Yippee! A rhythm question!
For practical purposes (at least to begin with, until the rhythm sinks in properly) you should count 6 quarter-notes to the bar as both Chris and Andrew suggest, but of course not as two groups of three (ONE two three FOUR five six) but as three groups of two (ONE two THREE four FIVE six), because eventually you want to try to feel 3 very slow pulses (half notes) to the bar without too consciously subdividing them.
The difficulty is that you can't really do this until you get to bar 3, because in the first two bars the situation is complicated by those troublesome triplets.
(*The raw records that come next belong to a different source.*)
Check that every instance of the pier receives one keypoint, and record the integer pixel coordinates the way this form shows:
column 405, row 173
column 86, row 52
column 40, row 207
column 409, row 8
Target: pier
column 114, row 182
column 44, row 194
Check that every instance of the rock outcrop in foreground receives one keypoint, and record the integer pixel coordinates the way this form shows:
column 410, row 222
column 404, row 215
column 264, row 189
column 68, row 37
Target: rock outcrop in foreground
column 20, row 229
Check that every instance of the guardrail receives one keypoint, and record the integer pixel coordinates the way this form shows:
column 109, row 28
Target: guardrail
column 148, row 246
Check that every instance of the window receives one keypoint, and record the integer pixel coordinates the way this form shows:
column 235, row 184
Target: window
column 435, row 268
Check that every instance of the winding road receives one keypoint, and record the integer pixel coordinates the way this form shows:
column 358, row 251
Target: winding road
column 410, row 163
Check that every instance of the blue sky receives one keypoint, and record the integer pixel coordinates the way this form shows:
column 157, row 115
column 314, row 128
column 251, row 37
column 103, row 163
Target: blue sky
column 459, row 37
All you need to know is that the three triplet "quarter notes" add up to the value of a half note, and therefore the whole note should last exactly twice as long as the triplet group, that is to say six times as long as each triplet note. Unless I'm misinterpreting Andrew's notation, what he says
Quote:
[(whole note)=12] [(lh triplets)=3]
is wrong, his 3 should be a 2.
Before you begin, decide how fast your main quarter notes are going to be from bar 3 onwards.
Subdivide each of them into 3 pips. Then two of those pips is how long each of the triplet notes in bar 1 should last. But you may be better just feeling the 3 triplets instead of counting two pips for each.
When you get to bar 2, just hold the whole-note for six of those triplet pulses (or 12 pips if you prefer).
As you approach the end of bar 2, reinstate the pips (unless you've retained them) on the last of triplet notes so that you can get the relationship right as you switch to the "proper" quarter notes in bar 3. Each real quarter-note then gets three of these pips, and you should then be at the tempo you decided before you began.
As soon as you've played the first few notes of bar 3, forget the pips and just use those quarter notes as your basic pulse from then on, so that in bar 7 the dotted whole note gets 6 of these pulses, and then in the 5/4 you continue with the same pulse, except that each bar gets five of them.